Un buon apporto di ossigeno, inoltre, non è utile solo per l’attività motoria, ma per ogni altra funzione in cui l’ossigeno è necessario. Ciò favorisce uno stato di benessere generale che si riflette su tutta la vita dell’individuo, anche a livello emotivo e relazionale. Sentire il proprio corpo in grado di affrontare situazioni faticose per tempi lunghi sopportando facilmente la fatica genera ottimismo e maggiore sicurezza di sé.

Nello specifico l’allenamento di Resistenza comporta degli effetti sul corpo di notevole importanza ed interesse:

  1. Aumenta la concentrazione di emoglobina, componente del sangue destinata all’ossigenazione dei muscoli.
  2. Aumenta i depositi energetici, permettendo un’azione muscolare di maggior durata.
  3. Aumenta il diametro delle fibre muscolari, soprattutto quelle lente, responsabili dei lavori di lunga durata.
  4. Si verifica un’ipertrofia del muscolo cardiaco. In tal modo il cuore può pompare ad ogni contrazione una maggior quantità di sangue
  5. Come conseguenza diminuisce la frequenza cardiaca a riposo e migliora l’efficienza della pompa cardiaca. 
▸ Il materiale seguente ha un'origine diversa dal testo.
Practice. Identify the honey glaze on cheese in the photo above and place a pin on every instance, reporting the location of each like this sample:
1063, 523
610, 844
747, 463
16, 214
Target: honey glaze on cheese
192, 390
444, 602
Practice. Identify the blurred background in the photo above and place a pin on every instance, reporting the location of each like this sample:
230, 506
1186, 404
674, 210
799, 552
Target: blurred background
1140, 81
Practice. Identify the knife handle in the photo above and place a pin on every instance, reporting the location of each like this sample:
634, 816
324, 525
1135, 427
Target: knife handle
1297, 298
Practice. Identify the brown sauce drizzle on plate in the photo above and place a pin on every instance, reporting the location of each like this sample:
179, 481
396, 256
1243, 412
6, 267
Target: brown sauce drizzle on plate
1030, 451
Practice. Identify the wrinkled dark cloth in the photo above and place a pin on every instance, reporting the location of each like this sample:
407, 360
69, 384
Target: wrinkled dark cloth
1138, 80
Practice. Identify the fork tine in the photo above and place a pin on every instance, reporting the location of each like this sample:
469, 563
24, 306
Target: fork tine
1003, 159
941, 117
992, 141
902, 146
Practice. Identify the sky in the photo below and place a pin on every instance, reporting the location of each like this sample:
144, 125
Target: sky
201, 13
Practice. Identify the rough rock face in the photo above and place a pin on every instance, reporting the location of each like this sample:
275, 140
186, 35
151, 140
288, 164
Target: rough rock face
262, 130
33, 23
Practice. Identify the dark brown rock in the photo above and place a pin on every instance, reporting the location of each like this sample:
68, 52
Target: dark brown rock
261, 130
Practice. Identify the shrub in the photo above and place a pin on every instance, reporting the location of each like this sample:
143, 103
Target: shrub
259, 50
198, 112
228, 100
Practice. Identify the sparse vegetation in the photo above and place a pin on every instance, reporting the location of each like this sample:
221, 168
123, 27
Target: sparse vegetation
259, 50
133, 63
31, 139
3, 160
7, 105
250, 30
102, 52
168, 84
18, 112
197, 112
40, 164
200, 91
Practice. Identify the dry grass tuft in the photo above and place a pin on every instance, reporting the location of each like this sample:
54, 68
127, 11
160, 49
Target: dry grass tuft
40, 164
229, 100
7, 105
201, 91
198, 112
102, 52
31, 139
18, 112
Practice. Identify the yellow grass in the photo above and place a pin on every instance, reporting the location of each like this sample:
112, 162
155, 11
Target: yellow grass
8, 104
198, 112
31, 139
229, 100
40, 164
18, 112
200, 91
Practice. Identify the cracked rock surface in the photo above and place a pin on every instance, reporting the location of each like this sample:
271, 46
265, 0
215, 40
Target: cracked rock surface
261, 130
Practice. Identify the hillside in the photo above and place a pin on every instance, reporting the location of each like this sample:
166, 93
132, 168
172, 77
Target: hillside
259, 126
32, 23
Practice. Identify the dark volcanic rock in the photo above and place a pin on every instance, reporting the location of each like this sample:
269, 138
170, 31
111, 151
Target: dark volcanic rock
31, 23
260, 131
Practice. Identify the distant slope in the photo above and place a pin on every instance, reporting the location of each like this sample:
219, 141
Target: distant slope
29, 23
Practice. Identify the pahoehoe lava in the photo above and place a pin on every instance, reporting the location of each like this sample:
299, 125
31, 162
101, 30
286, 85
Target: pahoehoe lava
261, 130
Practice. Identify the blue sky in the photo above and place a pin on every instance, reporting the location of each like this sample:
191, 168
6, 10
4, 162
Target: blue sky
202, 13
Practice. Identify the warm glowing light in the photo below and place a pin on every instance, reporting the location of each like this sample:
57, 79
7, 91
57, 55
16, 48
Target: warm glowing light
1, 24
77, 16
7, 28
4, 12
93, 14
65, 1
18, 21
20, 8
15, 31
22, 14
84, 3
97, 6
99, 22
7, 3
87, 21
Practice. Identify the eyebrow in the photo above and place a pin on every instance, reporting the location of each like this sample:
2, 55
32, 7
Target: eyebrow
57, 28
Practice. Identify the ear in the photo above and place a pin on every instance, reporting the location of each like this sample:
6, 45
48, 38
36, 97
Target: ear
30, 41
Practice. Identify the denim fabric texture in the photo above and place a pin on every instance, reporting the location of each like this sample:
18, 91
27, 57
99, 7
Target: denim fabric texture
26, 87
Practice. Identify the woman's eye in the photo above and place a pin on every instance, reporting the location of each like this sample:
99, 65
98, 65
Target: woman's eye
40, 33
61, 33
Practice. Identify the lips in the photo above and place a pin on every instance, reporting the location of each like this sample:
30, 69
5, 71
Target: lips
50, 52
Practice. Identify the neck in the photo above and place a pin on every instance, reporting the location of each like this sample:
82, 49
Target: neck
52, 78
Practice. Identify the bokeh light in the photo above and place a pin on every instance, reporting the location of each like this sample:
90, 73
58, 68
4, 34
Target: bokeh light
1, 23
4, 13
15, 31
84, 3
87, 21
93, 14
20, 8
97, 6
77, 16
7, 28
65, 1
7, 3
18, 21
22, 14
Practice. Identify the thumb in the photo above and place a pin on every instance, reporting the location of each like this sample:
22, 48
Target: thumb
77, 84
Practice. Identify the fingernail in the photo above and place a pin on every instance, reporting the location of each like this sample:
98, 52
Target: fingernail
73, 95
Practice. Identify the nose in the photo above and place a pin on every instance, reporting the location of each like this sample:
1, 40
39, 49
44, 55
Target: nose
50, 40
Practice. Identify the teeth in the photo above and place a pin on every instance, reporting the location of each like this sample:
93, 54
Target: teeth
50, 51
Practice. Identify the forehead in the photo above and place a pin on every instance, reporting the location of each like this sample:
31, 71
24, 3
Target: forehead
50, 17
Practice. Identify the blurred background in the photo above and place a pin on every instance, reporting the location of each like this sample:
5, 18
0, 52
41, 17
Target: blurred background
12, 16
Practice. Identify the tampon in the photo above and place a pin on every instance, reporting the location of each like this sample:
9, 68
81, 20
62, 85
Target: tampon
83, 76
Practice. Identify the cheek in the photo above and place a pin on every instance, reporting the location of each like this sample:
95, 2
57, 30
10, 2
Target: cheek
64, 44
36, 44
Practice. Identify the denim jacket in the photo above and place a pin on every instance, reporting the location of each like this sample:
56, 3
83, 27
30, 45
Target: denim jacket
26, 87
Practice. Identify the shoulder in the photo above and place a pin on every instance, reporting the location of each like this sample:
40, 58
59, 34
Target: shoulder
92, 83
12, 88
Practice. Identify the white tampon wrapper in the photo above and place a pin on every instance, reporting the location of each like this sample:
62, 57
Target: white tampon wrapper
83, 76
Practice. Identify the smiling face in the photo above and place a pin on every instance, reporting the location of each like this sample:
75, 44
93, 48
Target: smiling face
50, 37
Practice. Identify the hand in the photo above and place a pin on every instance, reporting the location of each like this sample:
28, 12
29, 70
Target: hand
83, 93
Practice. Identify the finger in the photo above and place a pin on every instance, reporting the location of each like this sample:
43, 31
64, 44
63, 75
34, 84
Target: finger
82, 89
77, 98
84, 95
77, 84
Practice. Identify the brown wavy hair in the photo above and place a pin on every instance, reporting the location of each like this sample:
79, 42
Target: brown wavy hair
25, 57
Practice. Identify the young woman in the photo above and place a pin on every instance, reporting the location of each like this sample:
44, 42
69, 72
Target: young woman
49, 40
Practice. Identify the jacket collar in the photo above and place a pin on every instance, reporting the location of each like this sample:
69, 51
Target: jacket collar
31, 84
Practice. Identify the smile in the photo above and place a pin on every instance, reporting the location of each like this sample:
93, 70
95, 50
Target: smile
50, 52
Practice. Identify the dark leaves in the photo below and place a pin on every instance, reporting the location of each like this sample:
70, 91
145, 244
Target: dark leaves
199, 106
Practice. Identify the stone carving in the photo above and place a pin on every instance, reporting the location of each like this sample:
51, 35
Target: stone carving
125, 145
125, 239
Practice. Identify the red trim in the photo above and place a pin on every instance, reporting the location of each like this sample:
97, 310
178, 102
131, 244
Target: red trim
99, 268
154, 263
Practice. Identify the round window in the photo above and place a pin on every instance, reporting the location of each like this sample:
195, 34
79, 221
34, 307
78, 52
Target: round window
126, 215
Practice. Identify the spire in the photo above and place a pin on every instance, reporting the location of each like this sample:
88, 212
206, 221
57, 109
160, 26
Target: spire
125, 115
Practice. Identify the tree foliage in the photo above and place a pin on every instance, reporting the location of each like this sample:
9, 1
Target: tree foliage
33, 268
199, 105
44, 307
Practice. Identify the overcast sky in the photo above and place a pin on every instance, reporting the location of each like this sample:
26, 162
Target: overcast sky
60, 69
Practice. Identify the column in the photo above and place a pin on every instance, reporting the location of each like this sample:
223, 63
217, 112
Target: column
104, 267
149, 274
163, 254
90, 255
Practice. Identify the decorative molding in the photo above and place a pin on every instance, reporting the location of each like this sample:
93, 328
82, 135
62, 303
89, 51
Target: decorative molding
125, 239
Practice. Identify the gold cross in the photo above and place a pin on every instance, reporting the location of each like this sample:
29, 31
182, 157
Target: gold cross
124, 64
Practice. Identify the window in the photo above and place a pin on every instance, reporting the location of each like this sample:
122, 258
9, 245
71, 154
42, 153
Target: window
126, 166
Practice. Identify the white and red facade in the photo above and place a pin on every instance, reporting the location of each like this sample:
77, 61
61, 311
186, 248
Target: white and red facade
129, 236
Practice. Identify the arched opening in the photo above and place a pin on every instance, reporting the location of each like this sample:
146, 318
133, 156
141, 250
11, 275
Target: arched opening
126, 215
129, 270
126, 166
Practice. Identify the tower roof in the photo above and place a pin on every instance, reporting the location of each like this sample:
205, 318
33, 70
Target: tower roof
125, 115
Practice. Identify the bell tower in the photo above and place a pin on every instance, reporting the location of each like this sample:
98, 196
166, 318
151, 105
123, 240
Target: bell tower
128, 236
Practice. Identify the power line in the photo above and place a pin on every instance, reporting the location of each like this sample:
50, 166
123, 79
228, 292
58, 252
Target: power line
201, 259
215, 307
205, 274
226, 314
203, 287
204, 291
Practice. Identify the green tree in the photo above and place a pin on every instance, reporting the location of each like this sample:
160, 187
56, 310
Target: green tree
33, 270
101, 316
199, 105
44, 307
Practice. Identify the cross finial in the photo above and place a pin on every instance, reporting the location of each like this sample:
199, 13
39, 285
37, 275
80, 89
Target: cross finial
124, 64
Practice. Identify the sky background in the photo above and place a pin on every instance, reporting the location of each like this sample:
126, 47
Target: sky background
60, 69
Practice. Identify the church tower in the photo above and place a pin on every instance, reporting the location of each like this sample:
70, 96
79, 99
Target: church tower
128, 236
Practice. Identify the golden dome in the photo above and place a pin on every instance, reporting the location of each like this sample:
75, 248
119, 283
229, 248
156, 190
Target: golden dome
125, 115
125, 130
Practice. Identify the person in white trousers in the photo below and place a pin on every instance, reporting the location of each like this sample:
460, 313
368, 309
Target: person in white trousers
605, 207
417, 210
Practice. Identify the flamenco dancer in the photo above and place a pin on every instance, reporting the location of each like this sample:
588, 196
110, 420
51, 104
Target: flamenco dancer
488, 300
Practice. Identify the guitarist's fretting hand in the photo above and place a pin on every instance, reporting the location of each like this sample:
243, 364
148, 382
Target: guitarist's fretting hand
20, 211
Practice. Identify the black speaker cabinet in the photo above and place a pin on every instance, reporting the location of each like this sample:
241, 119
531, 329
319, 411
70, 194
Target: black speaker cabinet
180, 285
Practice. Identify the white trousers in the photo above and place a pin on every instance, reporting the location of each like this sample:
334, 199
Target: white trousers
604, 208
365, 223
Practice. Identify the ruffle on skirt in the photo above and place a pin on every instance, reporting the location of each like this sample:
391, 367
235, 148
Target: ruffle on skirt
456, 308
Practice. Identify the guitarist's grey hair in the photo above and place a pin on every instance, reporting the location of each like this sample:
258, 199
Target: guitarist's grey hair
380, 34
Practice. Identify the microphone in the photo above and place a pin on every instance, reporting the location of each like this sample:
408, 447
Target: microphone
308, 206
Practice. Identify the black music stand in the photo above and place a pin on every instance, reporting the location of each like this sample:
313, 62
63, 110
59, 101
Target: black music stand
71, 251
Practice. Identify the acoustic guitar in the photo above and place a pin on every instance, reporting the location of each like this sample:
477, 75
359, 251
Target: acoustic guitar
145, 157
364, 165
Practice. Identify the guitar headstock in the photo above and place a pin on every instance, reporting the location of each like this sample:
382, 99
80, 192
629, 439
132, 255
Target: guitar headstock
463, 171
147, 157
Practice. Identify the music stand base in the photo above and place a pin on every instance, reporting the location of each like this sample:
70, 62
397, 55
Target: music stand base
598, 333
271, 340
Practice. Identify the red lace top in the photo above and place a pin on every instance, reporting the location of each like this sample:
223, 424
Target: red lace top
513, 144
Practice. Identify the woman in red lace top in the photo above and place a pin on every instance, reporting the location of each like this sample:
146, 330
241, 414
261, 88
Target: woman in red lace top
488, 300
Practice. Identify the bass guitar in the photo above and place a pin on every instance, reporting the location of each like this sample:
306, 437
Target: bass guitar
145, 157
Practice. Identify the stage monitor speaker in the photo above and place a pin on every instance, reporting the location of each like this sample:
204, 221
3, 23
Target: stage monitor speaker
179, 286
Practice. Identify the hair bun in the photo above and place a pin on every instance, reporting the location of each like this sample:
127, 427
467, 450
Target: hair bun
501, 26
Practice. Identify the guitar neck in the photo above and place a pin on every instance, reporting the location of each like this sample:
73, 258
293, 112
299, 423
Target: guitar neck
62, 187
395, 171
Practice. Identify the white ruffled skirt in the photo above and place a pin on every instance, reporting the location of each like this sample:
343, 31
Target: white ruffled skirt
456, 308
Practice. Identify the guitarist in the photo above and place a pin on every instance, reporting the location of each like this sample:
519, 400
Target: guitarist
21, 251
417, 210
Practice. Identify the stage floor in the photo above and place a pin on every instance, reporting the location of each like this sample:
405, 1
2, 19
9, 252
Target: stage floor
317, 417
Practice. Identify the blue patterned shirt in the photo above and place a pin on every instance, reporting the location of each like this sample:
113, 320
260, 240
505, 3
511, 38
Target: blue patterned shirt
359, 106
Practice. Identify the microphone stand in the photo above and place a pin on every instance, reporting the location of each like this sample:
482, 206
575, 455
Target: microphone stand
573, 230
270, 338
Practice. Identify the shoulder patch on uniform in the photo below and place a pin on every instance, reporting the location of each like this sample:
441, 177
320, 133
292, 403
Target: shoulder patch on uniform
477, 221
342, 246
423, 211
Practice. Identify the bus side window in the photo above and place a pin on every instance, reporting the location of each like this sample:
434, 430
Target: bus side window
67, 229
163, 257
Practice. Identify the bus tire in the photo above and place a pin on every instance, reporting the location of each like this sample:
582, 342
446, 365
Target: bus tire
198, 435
La prima attività che voglio citare è senz’altro la corsa, per il semplice motivo che lo spostamento sulle gambe è la forma di locomozione propria dell’essere umano. C’è infatti una stretta correlazione tra la nostra evoluzione e l’uso della corsa di persistenza utilizzata ai fini della caccia e quindi in ultima analisi alla sussistenza. 

La natura ci ha plasmati e resi altamente resistenti. Immaginate un gruppo di maratoneti che insegue una preda per chilometri e chilometri senza sosta. La preda, veloce ma poco resistente, deve ogni tanto fermarsi per rifiatare e per raffreddarsi dal calore accumulato, mentre invece i maratoneti grazie al loro sistema di raffreddamento dotato di milioni di ghiandole sudoripare, possono proseguire e sopraffare la preda ormai esausta. 

Nella società odierna gli scenari sono completamente cambiati e causano sostanzialmente 2 gravi problemi:

  1. la disponibilità di cibo pressochè illimitata non pone l’esigenza di doversi muovere per poterne disporre. Inoltre come già accennato la locomozione avviene di norma attraverso mezzi meccanici.
  2. In conseguenza di ciò i corpi possono perdere le abilità motorie che dovrebbero caratterizzarli, con una riduzione delle performance ed elevato rischio di infortuni legati alla corsa.

È fondamentale quindi lavorare su due aspetti:

  1. Reimparare ad utilizzare in modo naturale il corpo ripristinando la capacità di correre con la giusta tecnica.
  2. Liberare il corpo da tutte quelle tensioni che la vita moderna impone e che sono legate alla cattiva alimentazione, allo stress, alle posture viziate da lavoro, ai piccoli o grandi traumi subiti, al fine di permettergli di utilizzare la corsa come forma di locomozione senza il rischio di infortunarsi.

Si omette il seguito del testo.